СюжетыПолитика

Силикон и Селигер, или Государство как главный заказчик гравицап

Обозреватель «Новой» побывала в «чистых комнатах» лидеров нанотехнологий в России и США. И сравнила: что производят и как

Этот материал вышел в номере № 37 от 9 апреля 2010 г.
Читать
Здесь у нас надо бежать как можно быстрее, чтобы только остаться на месте. А если ты хочешь куда-нибудь попасть, ты должен бежать вдвое быстрее.Льюис Кэрролл. «Алиса в Силиконовой долине» В России собираются построить Силиконовую долину....

Здесь у нас надо бежать как можно быстрее, чтобы только остаться на месте. А если ты хочешь куда-нибудь попасть, ты должен бежать вдвое быстрее. Льюис Кэрролл. _ «Алиса в Силиконовой долине»_


В России собираются построить Силиконовую долину. Как известно, в США Силиконовой долиной не заведует никто. В России ею будет заведовать миллиардер Виктор Вексельберг.

В США Силиконовая долина появилась там, где земля была дешева. В России она появится в дорогущем Сколкове, что делает любой start-up заведомо неконкурентоспособным.

Власти планируют построить Силиконовую долину не первый раз. Читаем, например, в Web Planet от 13 марта 2007 года: «Проект начнется в этом году. Технопарк займет 2 150 000 кв. м возле деревни Глазгово и предоставит работу 10 тыс профессионалов». А в 2006-м правительство обещало создать к 2010 году технопарки возле Москвы, Санкт-Петербурга, Тюмени, Нижнего, Калуги, Новосибирска и Казани.

Но самое удивительное — это результаты этих высокотехнологических проектов. Возьмем, например, зеленоградский завод «Ангстрем», который в 2008 году получил от ВЭБа кредитную линию на 815 млн евро для закупки у AMD оборудования для производства микросхем с топологией 130 нм. В то время завод, как считается, принадлежал банкиру Веремеенко, но сейчас реальным владельцем «Ангстрема» является высокопоставленный в прошлом министр. Разумный человек предположил бы, что «Ангстрем» установил оборудование, а чиновник обеспечил «Ангстрем» бюджетными заказами с последующим откатом и распилом.

Ничуть не бывало: «Ангстрем» выбрал половину кредита и перестал платить по процентам; ящики с оборудованием стоят то ли в Голландии, то ли под дождем. Для сравнения: годом раньше, в 2007-м, американская Maxim покупала у Amtel fab на 180 нм и заплатила… 38 млн долларов.

У нас, как ни строй Силиконовую долину, все равно получится озеро Селигер. Впрочем, не мы первые. Как заметил в книге «Гибель России» покойный Егор Гайдар, больше всего государственных денег в модернизацию вкладывали Нигерия и Венесуэла.

Быстрые или мертвые

Микроэлектроника считается в современном мире движителем высоких технологий: лучшим способом создать вокруг себя высокоэффективную технологическую среду.
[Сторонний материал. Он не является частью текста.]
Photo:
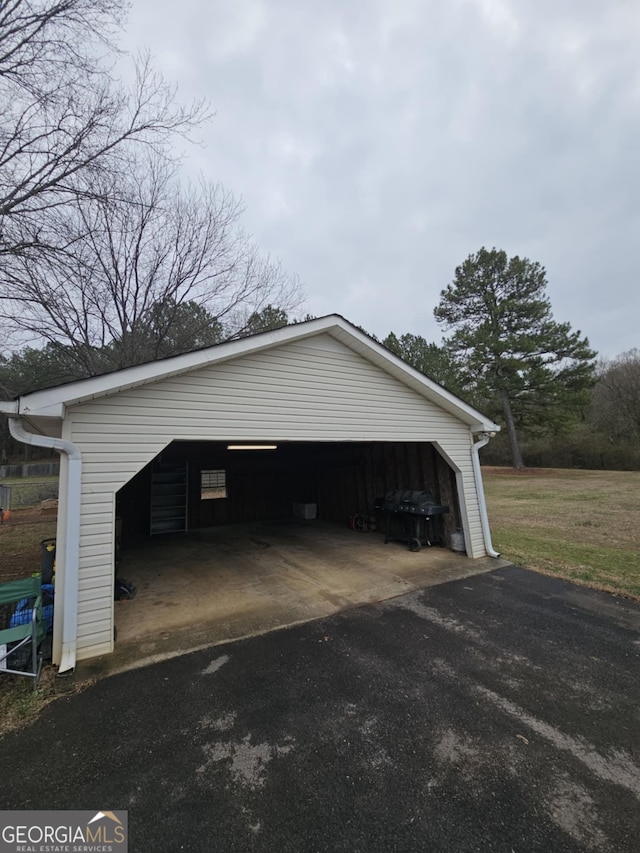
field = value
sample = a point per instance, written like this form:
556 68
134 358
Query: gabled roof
52 402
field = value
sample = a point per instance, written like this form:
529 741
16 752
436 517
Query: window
213 484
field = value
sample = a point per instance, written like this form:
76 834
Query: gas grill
412 514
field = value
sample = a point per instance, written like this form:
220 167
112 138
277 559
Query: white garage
315 414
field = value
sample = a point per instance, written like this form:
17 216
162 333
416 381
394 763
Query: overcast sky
378 143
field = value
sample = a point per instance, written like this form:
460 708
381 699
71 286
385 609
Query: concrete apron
218 584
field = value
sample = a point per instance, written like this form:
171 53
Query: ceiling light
252 447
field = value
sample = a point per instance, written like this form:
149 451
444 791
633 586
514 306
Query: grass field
580 525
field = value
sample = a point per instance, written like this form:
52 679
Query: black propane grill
413 512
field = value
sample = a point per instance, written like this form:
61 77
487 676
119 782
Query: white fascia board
52 402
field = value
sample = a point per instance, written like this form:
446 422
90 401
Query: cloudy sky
378 143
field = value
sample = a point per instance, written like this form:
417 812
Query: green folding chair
22 628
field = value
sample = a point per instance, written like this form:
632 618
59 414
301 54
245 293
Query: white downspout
484 518
72 531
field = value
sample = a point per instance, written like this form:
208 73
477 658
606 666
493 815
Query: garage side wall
311 390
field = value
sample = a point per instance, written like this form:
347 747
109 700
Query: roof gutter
72 537
484 518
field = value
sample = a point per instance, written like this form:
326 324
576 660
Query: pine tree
517 358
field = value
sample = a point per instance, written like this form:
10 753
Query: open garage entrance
226 542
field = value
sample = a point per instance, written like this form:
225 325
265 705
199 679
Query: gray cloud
378 144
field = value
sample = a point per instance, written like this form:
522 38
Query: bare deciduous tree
101 251
615 402
138 256
62 118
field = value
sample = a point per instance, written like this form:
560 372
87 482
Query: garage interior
222 543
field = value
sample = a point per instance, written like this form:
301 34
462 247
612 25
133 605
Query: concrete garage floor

Поэтому первый громкий проект, который подписала «Роснано», был 500-миллионодолларовый совместный проект с заводом «Микрон». Его подписали 17 октября 2009 года в присутствии Владимира Путина, и он предусматривал производство на «Микроне» микросхем с топологией 90 нм.

— Фабрика 90 нм на «Микроне» — это самый масштабный и передовой проект «Роснано» в микро- и наноэлектронике, — отметил управляющий директор «Роснано» Дионис Гордин.

Тут надо заметить, что шаг микросхемы уменьшается вдвое каждые полтора года, а за пару недель до «масштабного и передового проекта» Intel объявила о запуске в рабочее производство чипа с шагом 32 нм.

Так получилось, что 22-нанометровую топологию я видела собственными глазами в начале марта, в технопарке университета Олбани, в «чистой комнате» компании Applied Materials. AMAT — один из крупнейших производителей даже не чипов, а оборудования для их производства (то есть она делает то, на чем завтра будут делать послезавтра), и 22 нм она делает в сотрудничестве с IBM.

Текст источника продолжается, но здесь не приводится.